I lost my mom to a terrible brain cancer, GBM 4 on December 27th 2010 and I also had the privilege to take care of her for the short 10 months of her disease, which I think is a blessing that it wasn't longer because I sadly had to watch her suffer and wither away. She was not the same from the beginning and at the end she really wasn't sure if I was her daughter. My dad has passed away on March 30th 2011. from a very brief illness which turned out to be generalized cancer. He was in the hospital for only 9 days. I'm still in shock !!! I tell myself mom came and got him so I wouldn't have to go through with him what I went through with her. Even though they were divorced for 21 years they were still friends. I also tell myself I will see them again and because I don't see them now I know they are still with me in spirit and in my heart. I talk to them everyday! I know that Mothers day and Fathers day will be really hard but, I will do something for both of them in my garden representing them. That was me and my moms favorite pass time when she came up to visit was play in my garden thanks to her I have a variety of plants that I probably wouldn't of have if she didn't bring to me every year when she came to visit. I always told my mother that working in that garden was my therapy. This year and years to come I will have the most beautiful garden in my town, because there won't be a moment of neglect, I will be there to enjoy and my reminiscing the times I had with my mom working in my garden and dancing to Elvis as my dad would sing and dance with me when I was a little girl!!! I also am very motivated for the relay for life that joined this year for the first time. I helped create a team to represent my parents and everybody that has been touched by these terrible diseases, in hopes that one day the word "CANCER" would be non existent in our dictionary's!!!!!
Kathy Ledford said:
I lost my mother in August of 2008. This was the first Mother's Day without her and I had a very hard time. I cried all day and when I went to the cemetary to take her flowers it just broke my heart. I also put a note on a balloon and released it at the graveside. Now June is coming up and Father's Day. I lost my dad 43 days after my mom. I just pray that this time of year will be easier to cope with as time passes. I just wanted to see her and talk to her and hug her and tell her how much I love and miss her. That is what I did in my note that I sent up with the balloon. I don't think I have ever felt such heartache and grief. I don't know if I will ever be able to get over this. I know life has to go on but it hurts so much. I am going to grief counseling and it is helping some but there are just days that it is almost unbearable. There is no love like a mother's love and when that is gone it really does have an effect on everything in your life. I pray for God to give me the peace in my heart that I can go on with my life.. I have my children and grandchildren and it breaks my heart to know that one day they will have to suffer this pain. Please pray for me that I can grow to accept this loss and maybe if I can help someone else who has lost their mom or dad, that would help me deal with my loss.

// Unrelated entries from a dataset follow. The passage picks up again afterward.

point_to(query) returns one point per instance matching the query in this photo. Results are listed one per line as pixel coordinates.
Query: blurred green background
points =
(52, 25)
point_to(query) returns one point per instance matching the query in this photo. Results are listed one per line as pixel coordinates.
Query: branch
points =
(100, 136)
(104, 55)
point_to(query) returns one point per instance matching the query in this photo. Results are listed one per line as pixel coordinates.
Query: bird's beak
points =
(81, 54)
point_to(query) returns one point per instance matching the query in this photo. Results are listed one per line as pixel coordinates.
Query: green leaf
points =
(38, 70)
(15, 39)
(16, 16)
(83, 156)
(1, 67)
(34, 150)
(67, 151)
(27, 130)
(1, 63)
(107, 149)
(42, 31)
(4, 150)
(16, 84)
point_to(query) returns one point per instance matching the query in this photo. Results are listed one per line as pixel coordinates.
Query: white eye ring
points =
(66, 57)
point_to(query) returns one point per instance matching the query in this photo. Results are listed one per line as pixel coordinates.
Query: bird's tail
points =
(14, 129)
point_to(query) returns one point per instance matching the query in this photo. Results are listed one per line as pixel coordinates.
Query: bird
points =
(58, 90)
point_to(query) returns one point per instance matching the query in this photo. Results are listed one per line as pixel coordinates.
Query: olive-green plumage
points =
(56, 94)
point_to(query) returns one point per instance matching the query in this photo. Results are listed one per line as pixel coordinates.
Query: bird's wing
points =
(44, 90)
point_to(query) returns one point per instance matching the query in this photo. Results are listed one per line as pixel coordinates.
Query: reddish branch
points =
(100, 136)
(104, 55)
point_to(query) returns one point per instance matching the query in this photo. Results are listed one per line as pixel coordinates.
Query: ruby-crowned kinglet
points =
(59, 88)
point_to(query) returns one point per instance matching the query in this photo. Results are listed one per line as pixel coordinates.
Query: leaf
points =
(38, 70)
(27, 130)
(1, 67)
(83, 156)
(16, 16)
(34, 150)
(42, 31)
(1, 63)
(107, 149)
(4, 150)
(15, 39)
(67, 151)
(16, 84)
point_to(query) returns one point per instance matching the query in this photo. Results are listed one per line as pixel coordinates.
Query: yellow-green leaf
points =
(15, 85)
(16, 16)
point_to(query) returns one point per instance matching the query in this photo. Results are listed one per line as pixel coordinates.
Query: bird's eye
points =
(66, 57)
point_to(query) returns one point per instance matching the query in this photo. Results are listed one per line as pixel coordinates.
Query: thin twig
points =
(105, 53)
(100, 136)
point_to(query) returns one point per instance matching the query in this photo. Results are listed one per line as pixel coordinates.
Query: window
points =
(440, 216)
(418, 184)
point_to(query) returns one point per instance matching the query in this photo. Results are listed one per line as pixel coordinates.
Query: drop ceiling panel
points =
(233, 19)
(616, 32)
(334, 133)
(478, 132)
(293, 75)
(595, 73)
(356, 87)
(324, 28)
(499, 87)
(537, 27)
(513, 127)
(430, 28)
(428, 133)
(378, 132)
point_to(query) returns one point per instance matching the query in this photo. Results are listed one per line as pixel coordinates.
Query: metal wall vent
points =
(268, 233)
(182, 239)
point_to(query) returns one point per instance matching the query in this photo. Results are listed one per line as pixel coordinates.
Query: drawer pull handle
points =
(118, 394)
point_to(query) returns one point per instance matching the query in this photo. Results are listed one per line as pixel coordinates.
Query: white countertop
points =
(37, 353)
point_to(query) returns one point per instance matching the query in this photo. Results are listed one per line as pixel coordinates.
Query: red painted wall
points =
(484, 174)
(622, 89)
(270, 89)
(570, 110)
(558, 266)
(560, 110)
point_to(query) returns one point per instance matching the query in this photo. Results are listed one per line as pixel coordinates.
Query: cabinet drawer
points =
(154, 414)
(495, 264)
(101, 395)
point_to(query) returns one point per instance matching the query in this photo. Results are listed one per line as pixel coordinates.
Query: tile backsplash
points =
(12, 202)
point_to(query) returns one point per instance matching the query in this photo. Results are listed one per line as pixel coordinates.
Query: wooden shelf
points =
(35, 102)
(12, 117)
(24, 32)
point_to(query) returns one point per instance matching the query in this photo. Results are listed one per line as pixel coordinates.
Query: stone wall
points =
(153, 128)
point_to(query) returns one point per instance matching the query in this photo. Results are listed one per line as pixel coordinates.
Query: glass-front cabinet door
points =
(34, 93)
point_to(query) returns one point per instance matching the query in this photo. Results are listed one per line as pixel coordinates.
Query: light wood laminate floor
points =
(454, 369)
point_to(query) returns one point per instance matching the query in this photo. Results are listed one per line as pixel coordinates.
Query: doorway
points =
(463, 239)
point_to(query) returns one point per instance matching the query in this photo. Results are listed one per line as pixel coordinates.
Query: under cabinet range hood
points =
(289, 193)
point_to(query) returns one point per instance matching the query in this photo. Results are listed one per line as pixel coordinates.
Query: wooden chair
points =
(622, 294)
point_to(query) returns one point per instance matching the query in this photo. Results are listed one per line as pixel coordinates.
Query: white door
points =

This Sunday will be my first mothers day without my Mama. I have a gun and I think his Sunday is the day I am going to use it. I will use it first on my pugs because I have been unable to find a home for them and on me.
God I hate Mothers day. I will be glad when this weekend is over. I don't want to go to church because they always have something for the mothers. I dont have a mother to give anything to or a child to receive anything from. the hell with mothers day. Im being selfish but I can't help it. I'm a mothers day scrooge.